Collectively, the higher prevalence of outpatient visits, emergency department visits, inpatient hospitalizations, and readmissions suggest that there are added challenges in caring for Medicare beneficiaries with SCD (CMS Office of Minority Health Data Highlight, September 2018).
U.S. Representative Sanford Bishop approved the $368,501 Grant for Distance Learning and Telemedicine to take place at Augusta University Research Institute for implementation of the Emergency Telehealth network serving rural Georgia. Sanford stated “The field of telehealth has the potential to revolutionize our rural health care system. The emergency health network will connect emergency rooms, allowing for increased coordination, cooperation, and efficiency. This will improve patient outcomes, as well as lower health care cost” (Albany Herald Jan. 23, 2018).
As of April 22, 2016, Georgia Department of Community Health (DCH) Medicaid Division notified the provider communities of a recent State Plan Amendment approval from CMS. Emergency Ambulances may serve as a telemedicine origination site and the ambulance may bill a separate origination site fee. Emergency Ambulances may not serve as a distant site.

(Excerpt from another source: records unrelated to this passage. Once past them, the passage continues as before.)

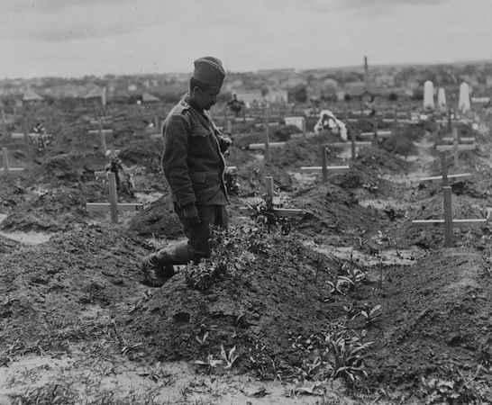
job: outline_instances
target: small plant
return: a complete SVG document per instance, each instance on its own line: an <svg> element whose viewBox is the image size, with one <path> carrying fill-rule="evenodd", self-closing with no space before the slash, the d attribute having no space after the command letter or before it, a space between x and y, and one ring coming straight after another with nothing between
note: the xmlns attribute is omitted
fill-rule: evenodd
<svg viewBox="0 0 492 405"><path fill-rule="evenodd" d="M353 320L357 317L357 310L354 307L353 303L350 305L343 305L343 310L345 311L345 316L347 322Z"/></svg>
<svg viewBox="0 0 492 405"><path fill-rule="evenodd" d="M353 283L354 285L361 283L367 277L366 273L360 268L357 268L355 266L347 266L345 275Z"/></svg>
<svg viewBox="0 0 492 405"><path fill-rule="evenodd" d="M200 344L200 346L203 347L205 344L206 338L208 338L208 332L204 333L204 336L202 338L198 338L197 336L195 337L195 339Z"/></svg>
<svg viewBox="0 0 492 405"><path fill-rule="evenodd" d="M226 353L225 349L223 348L223 345L221 345L221 357L227 364L225 368L232 368L232 364L239 357L239 356L236 355L236 346L234 346L231 350L229 350L229 353Z"/></svg>
<svg viewBox="0 0 492 405"><path fill-rule="evenodd" d="M362 310L360 315L364 317L366 327L374 325L381 317L381 305L378 304L374 308Z"/></svg>
<svg viewBox="0 0 492 405"><path fill-rule="evenodd" d="M353 288L353 282L343 275L339 275L335 283L327 281L326 284L330 286L330 293L337 293L340 295L347 295Z"/></svg>
<svg viewBox="0 0 492 405"><path fill-rule="evenodd" d="M214 358L212 355L208 355L205 360L195 360L196 365L206 367L206 371L210 373L213 368L221 365L223 362L220 359Z"/></svg>
<svg viewBox="0 0 492 405"><path fill-rule="evenodd" d="M364 342L363 338L350 338L347 329L326 337L328 348L324 356L332 367L331 378L342 378L353 388L367 388L364 358L372 342Z"/></svg>
<svg viewBox="0 0 492 405"><path fill-rule="evenodd" d="M251 209L251 219L254 221L265 227L269 232L274 229L279 228L284 235L288 235L290 232L291 222L288 218L280 218L275 214L274 204L269 199L268 195L263 195L260 202L255 205L250 205Z"/></svg>
<svg viewBox="0 0 492 405"><path fill-rule="evenodd" d="M454 383L451 381L443 381L432 378L425 380L421 377L423 392L425 395L425 403L454 403L460 394L454 391Z"/></svg>

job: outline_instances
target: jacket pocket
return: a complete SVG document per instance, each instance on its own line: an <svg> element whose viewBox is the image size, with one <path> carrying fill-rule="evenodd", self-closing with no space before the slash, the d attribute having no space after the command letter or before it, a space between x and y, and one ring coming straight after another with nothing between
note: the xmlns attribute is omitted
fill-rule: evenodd
<svg viewBox="0 0 492 405"><path fill-rule="evenodd" d="M203 184L206 180L206 173L205 172L193 172L189 174L191 183L194 184Z"/></svg>
<svg viewBox="0 0 492 405"><path fill-rule="evenodd" d="M204 128L204 127L195 127L192 130L191 130L191 136L192 137L199 137L199 138L206 138L208 136L210 136L212 134L212 132L207 130L206 128Z"/></svg>

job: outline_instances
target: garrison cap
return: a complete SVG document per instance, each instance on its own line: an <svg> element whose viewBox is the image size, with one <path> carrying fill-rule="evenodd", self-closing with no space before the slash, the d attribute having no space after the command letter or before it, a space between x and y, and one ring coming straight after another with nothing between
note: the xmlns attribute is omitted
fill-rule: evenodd
<svg viewBox="0 0 492 405"><path fill-rule="evenodd" d="M222 86L225 71L220 59L214 57L204 57L196 59L194 64L193 77L205 85Z"/></svg>

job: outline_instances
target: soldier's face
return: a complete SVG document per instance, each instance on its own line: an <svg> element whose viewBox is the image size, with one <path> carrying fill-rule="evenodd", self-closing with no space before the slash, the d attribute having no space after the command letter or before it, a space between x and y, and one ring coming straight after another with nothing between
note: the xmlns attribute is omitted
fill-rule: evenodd
<svg viewBox="0 0 492 405"><path fill-rule="evenodd" d="M195 88L195 101L204 110L210 110L210 107L217 103L217 95L221 92L220 87L208 87L207 89Z"/></svg>

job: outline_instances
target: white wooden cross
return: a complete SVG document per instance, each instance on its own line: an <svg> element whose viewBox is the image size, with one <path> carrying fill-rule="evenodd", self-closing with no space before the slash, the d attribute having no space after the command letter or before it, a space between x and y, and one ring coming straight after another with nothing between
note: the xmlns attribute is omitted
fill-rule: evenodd
<svg viewBox="0 0 492 405"><path fill-rule="evenodd" d="M444 202L444 219L443 220L414 220L413 225L444 225L444 247L450 248L453 245L453 226L474 226L484 225L487 223L487 219L470 219L470 220L453 220L451 208L451 187L445 185L442 187L443 202Z"/></svg>
<svg viewBox="0 0 492 405"><path fill-rule="evenodd" d="M454 157L454 166L458 167L458 166L460 165L460 152L465 150L475 150L477 148L477 145L475 143L460 144L458 139L458 129L456 127L452 129L452 145L437 145L435 148L438 152L452 151Z"/></svg>
<svg viewBox="0 0 492 405"><path fill-rule="evenodd" d="M267 202L274 205L273 213L278 218L296 217L303 214L303 211L298 208L278 208L275 205L280 204L280 198L275 195L273 189L273 177L265 177L265 187L267 189ZM251 213L249 207L241 207L240 211L244 213Z"/></svg>
<svg viewBox="0 0 492 405"><path fill-rule="evenodd" d="M4 156L4 167L0 168L0 175L18 175L24 171L23 167L10 167L8 164L8 149L2 148Z"/></svg>
<svg viewBox="0 0 492 405"><path fill-rule="evenodd" d="M322 175L322 182L323 184L325 184L328 182L328 172L332 173L340 173L340 172L346 172L349 170L350 166L326 166L326 146L322 145L322 150L321 150L321 162L322 166L301 166L301 170L307 173L320 173Z"/></svg>
<svg viewBox="0 0 492 405"><path fill-rule="evenodd" d="M121 211L143 211L143 204L135 202L118 203L118 194L116 191L116 176L114 173L108 173L109 184L109 202L87 202L86 209L91 213L111 213L111 222L118 223L118 212Z"/></svg>

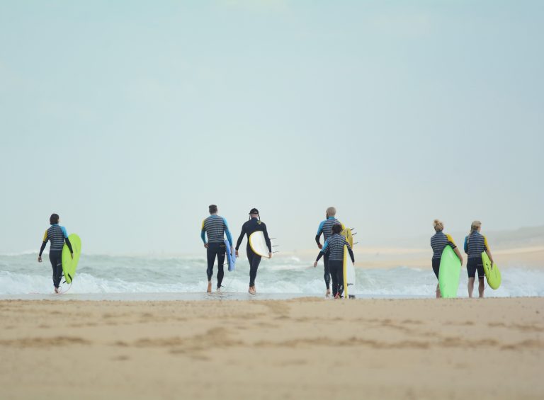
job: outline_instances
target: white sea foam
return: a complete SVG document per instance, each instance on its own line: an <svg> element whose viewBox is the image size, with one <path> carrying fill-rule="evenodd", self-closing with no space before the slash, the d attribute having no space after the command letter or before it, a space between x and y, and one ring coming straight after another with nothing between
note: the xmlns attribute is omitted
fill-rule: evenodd
<svg viewBox="0 0 544 400"><path fill-rule="evenodd" d="M311 267L312 260L276 257L263 260L256 285L262 293L322 295L323 266ZM71 293L113 294L193 293L205 287L205 261L202 258L153 258L110 256L82 256ZM249 265L239 259L237 270L225 265L223 291L246 292ZM505 268L497 290L486 290L489 297L544 296L544 270ZM217 266L214 273L217 273ZM393 269L356 268L356 295L363 297L433 297L436 279L430 267ZM41 264L35 253L0 256L0 297L50 294L52 270L47 258ZM458 295L467 296L463 270ZM215 282L214 276L213 282ZM64 288L67 285L64 285ZM477 289L475 289L477 292Z"/></svg>

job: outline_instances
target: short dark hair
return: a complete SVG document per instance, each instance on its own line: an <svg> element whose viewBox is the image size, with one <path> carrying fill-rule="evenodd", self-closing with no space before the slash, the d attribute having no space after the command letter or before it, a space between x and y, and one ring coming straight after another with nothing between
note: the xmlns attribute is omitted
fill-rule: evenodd
<svg viewBox="0 0 544 400"><path fill-rule="evenodd" d="M59 215L58 214L52 214L51 217L49 217L49 223L52 225L55 225L55 224L59 223Z"/></svg>

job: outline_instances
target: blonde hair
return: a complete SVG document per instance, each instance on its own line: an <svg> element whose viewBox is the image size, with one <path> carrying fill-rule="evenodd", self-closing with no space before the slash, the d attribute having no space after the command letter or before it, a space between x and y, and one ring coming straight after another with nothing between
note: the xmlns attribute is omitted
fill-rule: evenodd
<svg viewBox="0 0 544 400"><path fill-rule="evenodd" d="M433 222L433 227L434 227L434 230L437 232L441 232L444 230L444 223L439 219L434 220Z"/></svg>
<svg viewBox="0 0 544 400"><path fill-rule="evenodd" d="M472 234L472 232L477 231L478 228L480 228L481 226L482 222L480 221L472 221L472 223L470 224L470 233L468 234L469 236Z"/></svg>

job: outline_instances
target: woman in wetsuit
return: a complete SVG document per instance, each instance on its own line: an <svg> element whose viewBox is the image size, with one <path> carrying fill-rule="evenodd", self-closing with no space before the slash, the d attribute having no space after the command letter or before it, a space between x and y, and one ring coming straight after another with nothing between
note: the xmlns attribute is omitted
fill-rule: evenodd
<svg viewBox="0 0 544 400"><path fill-rule="evenodd" d="M459 260L461 261L461 265L463 265L463 256L461 256L459 249L453 242L453 239L448 234L445 234L442 231L444 230L444 223L438 219L435 219L433 223L434 230L436 232L431 237L431 247L433 248L433 258L431 263L433 264L433 271L434 275L436 275L436 279L438 279L438 270L440 270L440 258L442 257L442 251L444 251L444 248L446 246L450 246L453 251L455 252L457 256L459 257ZM436 284L436 298L441 297L440 293L440 285Z"/></svg>
<svg viewBox="0 0 544 400"><path fill-rule="evenodd" d="M43 241L40 248L40 254L38 256L38 262L42 262L42 253L45 249L45 245L47 241L51 243L49 248L49 261L51 261L51 266L53 268L53 286L55 292L60 292L59 286L60 280L62 278L62 247L64 243L70 249L72 258L74 258L74 251L72 248L72 244L68 239L68 233L66 228L59 225L60 217L57 214L52 214L49 218L49 222L51 226L45 231L43 235Z"/></svg>
<svg viewBox="0 0 544 400"><path fill-rule="evenodd" d="M272 245L268 238L268 232L266 231L266 225L261 221L259 215L259 210L256 208L252 208L249 212L249 220L242 226L242 232L236 244L236 257L238 258L238 249L240 248L242 241L244 239L244 235L247 236L247 246L246 251L247 252L247 259L249 261L249 290L248 292L251 295L255 295L255 278L257 277L257 268L261 263L261 256L256 254L251 250L249 246L249 236L253 232L262 231L264 234L264 239L266 241L266 246L268 248L268 258L272 257Z"/></svg>

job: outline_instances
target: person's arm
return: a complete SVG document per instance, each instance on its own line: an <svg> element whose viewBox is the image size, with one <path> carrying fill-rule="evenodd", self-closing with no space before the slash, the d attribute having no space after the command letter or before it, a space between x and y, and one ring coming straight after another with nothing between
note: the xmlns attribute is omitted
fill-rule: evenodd
<svg viewBox="0 0 544 400"><path fill-rule="evenodd" d="M489 258L489 261L491 261L491 268L493 268L493 264L495 263L493 261L493 256L491 255L491 250L489 249L489 246L487 244L487 238L484 236L484 245L485 247L484 248L484 250L485 250L485 252L487 253L487 256Z"/></svg>
<svg viewBox="0 0 544 400"><path fill-rule="evenodd" d="M204 246L206 245L206 228L204 227L205 222L205 219L203 219L202 221L202 228L200 228L200 239L202 239L202 241L204 243Z"/></svg>
<svg viewBox="0 0 544 400"><path fill-rule="evenodd" d="M68 239L68 232L66 232L66 228L64 227L61 227L60 229L62 231L62 234L64 235L64 242L66 243L66 245L68 246L68 248L70 250L70 256L72 256L72 258L74 258L74 250L72 248L72 244L70 243L70 239Z"/></svg>
<svg viewBox="0 0 544 400"><path fill-rule="evenodd" d="M246 234L246 224L244 224L242 226L242 232L240 232L240 236L238 237L238 240L236 242L236 248L235 250L238 251L238 249L240 248L240 245L242 244L242 241L244 240L244 235Z"/></svg>
<svg viewBox="0 0 544 400"><path fill-rule="evenodd" d="M263 222L261 224L263 227L263 233L264 234L264 241L266 242L266 246L268 248L268 253L272 254L272 244L270 242L270 238L268 237L268 232L266 230L266 224Z"/></svg>
<svg viewBox="0 0 544 400"><path fill-rule="evenodd" d="M344 240L346 243L346 246L348 246L348 253L349 253L349 256L351 258L351 262L353 263L355 263L355 256L353 256L353 251L351 250L351 246L349 245L346 238L344 238Z"/></svg>
<svg viewBox="0 0 544 400"><path fill-rule="evenodd" d="M323 248L323 246L321 245L321 242L319 241L319 239L321 238L321 234L323 233L323 224L324 222L324 221L321 222L321 224L319 224L319 227L317 228L317 234L315 235L315 243L317 244L317 247L319 248Z"/></svg>
<svg viewBox="0 0 544 400"><path fill-rule="evenodd" d="M227 240L229 241L229 244L230 244L230 246L232 247L232 245L234 243L232 243L232 235L230 234L230 231L229 230L229 224L227 223L227 219L223 218L223 223L225 224L225 234L227 235Z"/></svg>
<svg viewBox="0 0 544 400"><path fill-rule="evenodd" d="M463 256L461 256L461 252L459 251L459 249L457 248L457 245L455 244L455 242L453 241L453 238L452 238L450 235L447 234L446 235L446 239L448 239L448 244L450 246L450 247L453 249L453 251L455 252L455 254L457 254L458 258L459 258L459 261L461 262L461 265L463 265Z"/></svg>
<svg viewBox="0 0 544 400"><path fill-rule="evenodd" d="M45 245L47 244L48 240L49 238L47 237L47 231L45 231L45 233L43 235L43 241L42 241L42 246L40 247L40 253L38 255L38 263L42 262L42 253L43 253L43 251L45 250Z"/></svg>

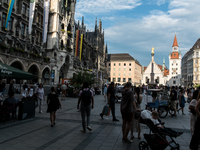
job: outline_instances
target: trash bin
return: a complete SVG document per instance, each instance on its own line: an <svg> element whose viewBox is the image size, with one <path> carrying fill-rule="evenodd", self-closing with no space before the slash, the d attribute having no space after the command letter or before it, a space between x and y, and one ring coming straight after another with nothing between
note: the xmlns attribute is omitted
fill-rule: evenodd
<svg viewBox="0 0 200 150"><path fill-rule="evenodd" d="M35 100L22 101L19 104L18 119L24 120L35 117Z"/></svg>

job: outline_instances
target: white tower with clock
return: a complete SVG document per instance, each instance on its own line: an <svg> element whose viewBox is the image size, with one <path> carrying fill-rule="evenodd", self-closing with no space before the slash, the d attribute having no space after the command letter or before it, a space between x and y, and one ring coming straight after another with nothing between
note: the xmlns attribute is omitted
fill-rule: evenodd
<svg viewBox="0 0 200 150"><path fill-rule="evenodd" d="M169 54L169 86L181 86L181 52L179 51L176 34L172 46L172 52Z"/></svg>

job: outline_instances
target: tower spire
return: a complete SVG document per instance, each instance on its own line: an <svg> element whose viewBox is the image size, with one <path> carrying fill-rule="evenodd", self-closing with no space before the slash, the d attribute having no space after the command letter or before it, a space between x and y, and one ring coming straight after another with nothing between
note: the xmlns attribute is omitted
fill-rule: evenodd
<svg viewBox="0 0 200 150"><path fill-rule="evenodd" d="M176 38L176 33L175 33L174 43L173 43L173 46L172 46L172 47L175 47L175 46L178 47L178 42L177 42L177 38Z"/></svg>

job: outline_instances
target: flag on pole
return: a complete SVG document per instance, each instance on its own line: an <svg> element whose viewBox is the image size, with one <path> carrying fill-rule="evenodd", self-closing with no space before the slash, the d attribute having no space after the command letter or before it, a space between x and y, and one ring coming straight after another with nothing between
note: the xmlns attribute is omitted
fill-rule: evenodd
<svg viewBox="0 0 200 150"><path fill-rule="evenodd" d="M28 26L28 33L31 34L32 31L32 24L33 24L33 18L34 18L34 12L35 12L35 1L30 1L30 9L29 9L29 26Z"/></svg>
<svg viewBox="0 0 200 150"><path fill-rule="evenodd" d="M5 27L5 30L7 30L7 28L8 28L8 22L10 21L10 16L11 16L11 13L12 13L12 9L13 9L14 3L15 3L15 0L10 0L10 2L9 2L7 17L6 17L6 27Z"/></svg>
<svg viewBox="0 0 200 150"><path fill-rule="evenodd" d="M47 28L49 21L49 0L44 1L44 17L43 17L43 43L47 41Z"/></svg>
<svg viewBox="0 0 200 150"><path fill-rule="evenodd" d="M80 56L79 56L79 60L81 60L82 48L83 48L83 34L81 34L81 44L80 44Z"/></svg>
<svg viewBox="0 0 200 150"><path fill-rule="evenodd" d="M77 30L77 31L76 31L76 53L75 53L75 57L78 56L79 34L80 34L80 30Z"/></svg>

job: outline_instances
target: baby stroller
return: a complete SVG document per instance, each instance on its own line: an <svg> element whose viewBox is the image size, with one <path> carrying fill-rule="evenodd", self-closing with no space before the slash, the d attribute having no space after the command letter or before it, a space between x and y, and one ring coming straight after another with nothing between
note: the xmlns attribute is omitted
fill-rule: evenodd
<svg viewBox="0 0 200 150"><path fill-rule="evenodd" d="M164 125L164 122L161 122L159 120L161 125ZM143 119L140 116L140 123L147 125L150 128L149 134L144 134L145 141L141 141L139 143L139 150L164 150L166 147L170 146L171 150L179 150L180 146L178 143L174 141L174 137L180 136L182 133L179 133L177 135L169 134L166 132L161 131L157 125L154 125L154 123L150 119Z"/></svg>

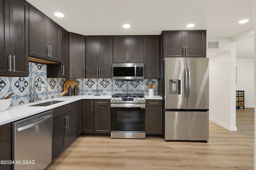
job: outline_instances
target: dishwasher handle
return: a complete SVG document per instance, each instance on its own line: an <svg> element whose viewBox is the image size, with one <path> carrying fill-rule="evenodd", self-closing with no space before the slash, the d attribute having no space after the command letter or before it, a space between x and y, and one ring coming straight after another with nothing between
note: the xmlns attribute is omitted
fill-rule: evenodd
<svg viewBox="0 0 256 170"><path fill-rule="evenodd" d="M17 132L19 132L20 131L23 130L24 130L28 128L30 128L31 127L34 127L42 123L43 123L44 122L46 122L47 121L47 119L49 119L50 117L52 117L52 115L47 116L45 118L42 119L42 120L40 120L36 122L35 122L34 123L31 124L30 125L28 125L26 126L25 126L22 127L20 127L18 128L17 128Z"/></svg>

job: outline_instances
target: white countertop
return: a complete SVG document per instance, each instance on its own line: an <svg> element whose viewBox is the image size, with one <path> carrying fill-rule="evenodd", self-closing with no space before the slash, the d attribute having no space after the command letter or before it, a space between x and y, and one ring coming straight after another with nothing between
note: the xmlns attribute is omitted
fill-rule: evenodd
<svg viewBox="0 0 256 170"><path fill-rule="evenodd" d="M94 96L89 95L80 95L72 96L63 96L53 99L47 100L36 104L44 103L51 101L63 101L62 102L50 105L48 106L30 106L35 103L30 103L22 106L10 107L6 111L0 112L0 126L20 119L40 113L44 111L59 107L68 103L70 103L82 99L110 99L111 95ZM145 96L146 99L163 99L159 96Z"/></svg>

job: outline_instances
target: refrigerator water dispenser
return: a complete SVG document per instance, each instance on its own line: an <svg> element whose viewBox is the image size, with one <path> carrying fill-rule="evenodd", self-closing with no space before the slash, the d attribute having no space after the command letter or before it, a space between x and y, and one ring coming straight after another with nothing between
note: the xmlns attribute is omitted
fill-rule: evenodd
<svg viewBox="0 0 256 170"><path fill-rule="evenodd" d="M170 80L169 92L170 95L180 94L180 80Z"/></svg>

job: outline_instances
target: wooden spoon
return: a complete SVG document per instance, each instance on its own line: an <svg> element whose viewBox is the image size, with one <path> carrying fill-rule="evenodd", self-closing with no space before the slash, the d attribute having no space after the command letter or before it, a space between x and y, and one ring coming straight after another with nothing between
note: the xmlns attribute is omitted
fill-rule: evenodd
<svg viewBox="0 0 256 170"><path fill-rule="evenodd" d="M10 98L10 97L11 96L12 96L12 95L14 95L14 93L12 93L12 94L11 94L10 95L8 95L8 96L7 96L7 97L6 97L6 98L4 98L4 99L9 99Z"/></svg>

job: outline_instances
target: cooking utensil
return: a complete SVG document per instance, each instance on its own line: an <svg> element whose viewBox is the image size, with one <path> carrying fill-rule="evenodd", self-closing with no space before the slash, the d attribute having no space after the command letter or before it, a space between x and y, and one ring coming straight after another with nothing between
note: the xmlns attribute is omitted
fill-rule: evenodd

I was diagnosed with Sickle Cell Beta Thalassaemia with Congestive Heart Failure at the age of 38. I was released from the hospital continuing to experience pain crisis daily. I began looking for local resources to only find resources whose mission serves patients under 21, and it left me devastated. I was given the office phone number to Dr. Kutlar at the Augusta Adult Sickle Cell Clinic to schedule an appointment. Dr. Kutlar and NP Nadine Barrett serve as the Outreach Team that travels throughout the state of Georgia treating patients on the fourth week of each month. Phoebe Sickle Cell Clinic in Albany day is Thursday then it changed to every other month at Phoebe Worth Cancer Center in Sylvester. Prior to the Phoebe Sickle Cell Clinic closing, I asked Dr. Kutlar what I could do to make sure this clinic become fully functional. He said as a physician I can do so much, but the patients have to advocate for the needs of this clinic. I began researching Sickle Cell Beta Thalassaemia and Congestive Heart Failure, which led me to join the Sickle Cell Disease Association of America and connected me my local chapter, which is the Sickle Cell Foundation of Georgia in Atlanta. I became a Patient Advocate through those organizations and the Sickle Cell Community Consortium with continuing education.
When I attended the first SCDAA Conference in Atlanta, Georgia, a sickle cell specialist talked about the benefits of telemedicine and the role it will have on healthcare treatment options. The testimonials he shared from his patients gave me the desire to research it so those services could be accessible in the territories I serve and beyond. As a patient living with sickle cell and congestive heart failure, you do not want a physician to tell you to go to Augusta or Atlanta because the pain is too great or the travel is too taxing on the body. After a lot of researching and networking, I met an Account Manager with Global Partnership for Telehealth at the 2018 Hope Run in Albany. After the event, we scheduled a follow-up meeting to discuss the need for Telehealth in this area. The telemedicine program at Phoebe Worth Medical Center has brought valuable care to many patients living with SCD in Southwest Georgia.